上村聡史次期芸術監督(2026年9月就任予定)の指針のひとつである「新しい才能との出会い」。
本プロジェクトはこの指針に基づき、2028年4月の上演に向け、演出の五戸真理枝と共に、公募による劇作家とフルオーディションによる出演者が、プロダクションワークショップを経て新作を創り上げる試みです。
このたび、プロジェクトの第一歩となる「劇作家募集」の詳細が決定しましたので、募集要項を公開いたします。最終決定者には、2028年4月公演の劇作をご担当いただきます。皆様からの沢山のご応募を心よりお待ちしております。上村聡史次期芸術監督と、演出の五戸真理枝より応募してくださる皆様に向けてコメントが到着しました。
<次期演劇芸術監督 上村聡史よりメッセージ>
新しい才能との出会い「ドラマコネクト」
演劇には、作り手の思いがお客様に届いたとき、想像力が刺激され、お互いの日々を豊かにする可能性があります。それは創作現場も同じで、劇作家の思いが、作り手たちに届いたとき、想像の翼は大きく羽を広げます。もちろん演出者の思考、俳優の声、スタッフのアイデアが、劇作家に届いたとき、想像の化学反応が起き、物語がより豊かなものへと育くまれていきます。こうした集団創作におけるシェアは、仕事の役割は違えど、みな同じ立場にあります。日本には、たくさんの劇団が存在し、作り手同士のそうした想像の化学反応によって、数多くの優れた作品が生み出されてきました。

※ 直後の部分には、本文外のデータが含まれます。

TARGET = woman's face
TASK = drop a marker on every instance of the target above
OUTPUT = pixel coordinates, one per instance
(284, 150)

また、私の敬愛するワジディ・ムワワドは、劇作家として駆け出しの頃、演劇仲間を自宅のアパートに集め、ダイニングテーブルを囲みながら、「私たちは何をおそれているだろうか」という質問から出発し、仲間たちの貴重な意見や他愛もない話にじっくり耳を傾け、そして台詞を紡ぎ、試作を繰り返しながら、『岸 リトラル』という作品を誕生させました。
「ドラマコネクト」。劇団というわけではありませんが、時間をかけてディスカッションやトライアンドエラーを繰り返し、日本語の新作を作り上げます。今回は、劇作家を公募し、それから劇作と演出のコンセプトを共有したうえで、フルオーディションで出演者を募り、そこから時間をかけて物語を創作していきます。集団創作の可能性を再発見し、新国立劇場という場で、清新な感性同士が、Connect(コネクト)=繋がっていければと思います。
<演出 五戸真理枝よりメッセージ>
劇作家の皆さまに向けて
劇作家が、一人原稿用紙やパソコンに向き合い、物語を紡ぎ出し、演出者、出演者、スタッフは、劇作家が戯曲に刻んだ言葉の一つ一つを丁寧に読み解き、作品を立ち上げる。多くの演劇はそのような過程で作られます。
一方で、演劇の稽古場は、異なる価値観を持つ人間が集い、意見を交換し、対話を重ねながら、まだ見ぬ新しい舞台表現を生み出していく場所でもあります。
今回は、この意見交換や対話、試行錯誤を繰り返す稽古の時間に、劇作家の方にも参加していただきたいと考えています。今後選考する出演者の皆さまには、台本執筆のための準備過程にも参加していただく予定です。集ったメンバーの感性や想像力を活用しながら台本を書いてみてください。そして書き上がった上演台本から演技が立ち上がる過程でも、何か思いつくことがあれば、台詞を足したり、引いたり、リライトしていただき、それを試してみるなど、作品の可能性を言葉の面から一緒に探していただきたいのです。
とは言え、劇作家の皆さまの中には、大勢の中で発言することが苦手な方もいらっしゃると思います。
演出担当として、まずは、全ての参加者が安心して、対等な立場で意見交換できる環境を作りたいと思います。
その方法を編み出したいと思っています。劇作家が楽しく稽古に関わる方法についても、ぜひ一緒に探してください。